Cari amici, ben ritrovati alla rubrica sulle Lingue Tolkieniane.
Terminiamo oggi la rassegna di poesie incluse nel saggio-conferenza A Secret Vice (1931) con un “frammento della stessa mitologia, ma in una lingua completamente diversa, anche se correlata”, come ci informa Tolkien.
Questo breve componimento è infatti non in Qenya, come i tre precedenti, ma in Noldorin, ovvero lo stadio evolutivo (al 1931) di quello che era chiamato ancora Gnomico nel corso del decennio precedente (essendo “Gnomi” uno dei nomi dei Noldor, gli Elfi Profondi), e che sarebbe divenuto Sindarin in un momento imprecisato verso la fine degli anni ’40, a stesura avanzata del Signore degli Anelli.
Il frammento è senza titolo, e viene introdotto da Tolkien senza altre specifiche, ma Paul Nolan Hyde ha proposto, nella sua rubrica di argomento linguistico che teneva su Mythlore, Quenti Lambardillion: A Column on Middle-earth Linguistics (issue 68, primavera 1992) di identificarlo con il titolo di “Nebrachar”, approfittando del fatto che questo misterioso toponimo (forse un nome alternativo per l’Anfauglith?) non compare da nessun’altra parte.
Presento ora il testo in due versioni differenti (una bozza preliminare, pubblicata nell’edizione annotata di A Secret Vice edita da Dimitra Fimi e Andrew Higgins, e la versione inserita nel saggio originale e letta da Tolkien):
Bozza (con traduzione):
Dir avosaith a gwaew hinar
éngluid eryd argenaid
Dir tûmledin hui Nebrachar
yrch melhail maethon magradhaid
Damrod dir hanach dalath benn
ven Sirion gar meilien
Gail Lúthien heb Eglavar
Dir avosaith han Nebrachar
Like a wind dark through gloomy places
the “Stonefaces” (Orcs) searched the mountains
over Tumlad, from Nebrachar (a place of goblins)

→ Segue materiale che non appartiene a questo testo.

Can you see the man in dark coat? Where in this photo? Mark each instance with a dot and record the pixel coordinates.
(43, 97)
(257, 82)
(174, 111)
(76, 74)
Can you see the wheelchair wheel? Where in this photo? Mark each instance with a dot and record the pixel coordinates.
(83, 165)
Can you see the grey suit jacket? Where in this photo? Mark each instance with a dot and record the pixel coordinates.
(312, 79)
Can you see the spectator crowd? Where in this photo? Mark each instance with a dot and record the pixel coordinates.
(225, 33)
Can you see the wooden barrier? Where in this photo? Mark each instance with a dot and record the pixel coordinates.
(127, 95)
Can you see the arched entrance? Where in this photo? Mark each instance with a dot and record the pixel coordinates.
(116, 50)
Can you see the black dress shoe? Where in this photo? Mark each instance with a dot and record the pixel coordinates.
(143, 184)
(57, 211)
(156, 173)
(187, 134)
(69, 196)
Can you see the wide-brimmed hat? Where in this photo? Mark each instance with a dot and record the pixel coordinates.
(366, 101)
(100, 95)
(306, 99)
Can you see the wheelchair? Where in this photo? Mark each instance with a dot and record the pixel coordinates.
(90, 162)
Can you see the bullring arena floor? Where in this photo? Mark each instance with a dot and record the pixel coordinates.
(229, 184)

Orcs snuffling scented footsteps.
Damrod (the hunter) through the vale down the mountain slopes
to awaited Sirion went smiling.
Luthien he saw as a Fay from Fayland
shining over the places above Nebrachar
Versione definitiva + traduzione in prosa fornita da Tolkien (inclusi nel saggio):
Dir avosaith a gwaew hinar
engluid eryd argenaid,
dir Tumledin hin Nebrachar
Yrch methail maethon magradhaid.
Damrod dir hanach dalath benn
ven Sirion gar meilien,
gail Luithien heb Eglavar
dir avosaith han Nebrachar.
Like a wind, dark through gloomy places the Stonefaces searched the mountains, over Tumledin (the Smooth Valley) from Nebrachar, orcs snuffling smelt out footsteps. Damrod (a hunter) through the vale, down mountain slopes, towards (the river) Sirion went laughing. Lúthien he saw, as a star from Elfland shining over the gloomy places, above Nebrachar.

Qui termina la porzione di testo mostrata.